O documentário acabou e o tempo de descanso havia passado. Quando a gente exercita o ócio quase que necessariamente a gente abre a geladeira e analisa o que há por lá. Havia um pepino, manteiga. Mais comum foi ter pão de forma branco, sal e pimenta do reino. Não seria a falta da hortelã que diminuiria a curiosidade em conhecer esse sabor monárquico. Nem ela faltou, pois existe um pé de hortelã em casa.
O preparo há de ser ritualístico. A casca do pão foi retirada. A manteiga estava em uma textura amolecida, com ajuda do micro-ondas, e quem nunca amoleceu manteiga assim? O pepino foi cortado no sentido mais longo, com ajuda de um daqueles acessórios cuja função a gente só descobre quando precisa. Tem que deixar o pepino eliminar o soro por algum tempo em uma peneira. A manteiga é passada em apenas uma das fatias do pão. Coloca-se logo em seguida o pepino, tempera-se com sal e pimenta e por fim é só colocar a hortelã picada e tampa-se com a outra fatia do pão. Os sanduiches reais não podem ter pontas, porque, em tempos idos, isso significava que a pessoa teria interesses em tomar o poder do rei. Deixei com pontas; melhor não as desperdiçar.

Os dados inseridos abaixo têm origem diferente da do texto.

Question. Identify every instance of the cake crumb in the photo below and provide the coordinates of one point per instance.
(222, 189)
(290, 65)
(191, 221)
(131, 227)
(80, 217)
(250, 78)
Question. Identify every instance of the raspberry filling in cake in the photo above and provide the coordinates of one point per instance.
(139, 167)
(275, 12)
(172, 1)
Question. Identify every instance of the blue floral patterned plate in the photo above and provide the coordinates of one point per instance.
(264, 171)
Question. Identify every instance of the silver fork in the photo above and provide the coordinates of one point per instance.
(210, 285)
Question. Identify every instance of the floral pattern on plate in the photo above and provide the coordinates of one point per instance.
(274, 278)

Existem outras versões mais populares do sanduíche. Elas levam mostarda, azeite, nata, suco de limão e até açúcar mascavo, mas nenhuma carne ou queijo ou ovo. A versão tradicional e essas outras receitas ficaram populares através da literatura de Oscar Wilde; uma das personagens dele preparava-os. Parece um sanduiche propositalmente leve, porém é necessário considerar as diversas guerras e escassez de alimento que passou o velho continente. O sanduíche de pepino seguiu pelo tempo associado ao chá preto com uma gota de leite, como apreciam os britânicos e formam uma refeição adequada aos tempos atuais, em que dietas e alimentação frugal estão na moda.

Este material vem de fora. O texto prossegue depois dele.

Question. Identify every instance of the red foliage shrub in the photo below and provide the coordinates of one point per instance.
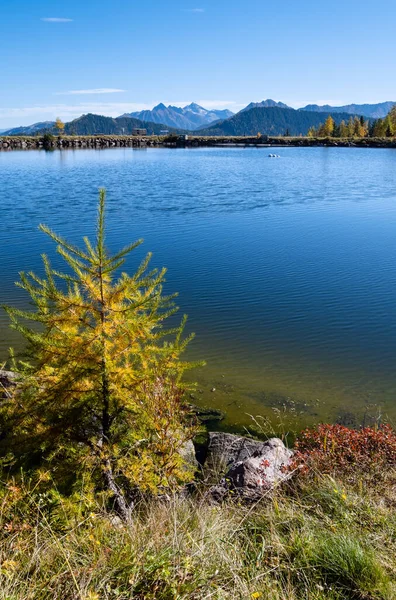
(337, 449)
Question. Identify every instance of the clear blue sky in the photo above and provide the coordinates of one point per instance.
(57, 55)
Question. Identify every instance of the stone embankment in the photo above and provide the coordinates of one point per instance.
(74, 142)
(120, 141)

Neste lado mais a oeste do mundo, onde se come muitas carnes, e cujo sanduiche mais popular é o baguncinha, meu parecer sobre o sabor do sanduíche de pepino é que ele é surpreendentemente mais saboroso do que eu esperava: é refrescante, leve e manteiga combinada com pepino não um absurdo. Parece faltar um sabor mais denso ou algum ingrediente mais proteico, que dê mais sustância, porém essa percepção é fruto de nossas diferenças culturais.

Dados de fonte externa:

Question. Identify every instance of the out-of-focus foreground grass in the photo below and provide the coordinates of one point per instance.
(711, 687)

Os ingredientes utilizados e até a preparação podem ter diferenças críticas entre os sanduíches que preparei e aquele que Sua Majestade aprecia, mas conhecendo esse sabor até me senti menos distante de tanta pompa e circunstância. Confesso que saí me sentindo relativamente superior que eles, afinal eu colocaria uma fatia de pernil de porco ou de lagarto recheado no meu sanduíche de pepino ou até um generoso pedaço de manga. Faria isso com menos cerimônia e comeria com todo o prazer e desapego de um plebeu.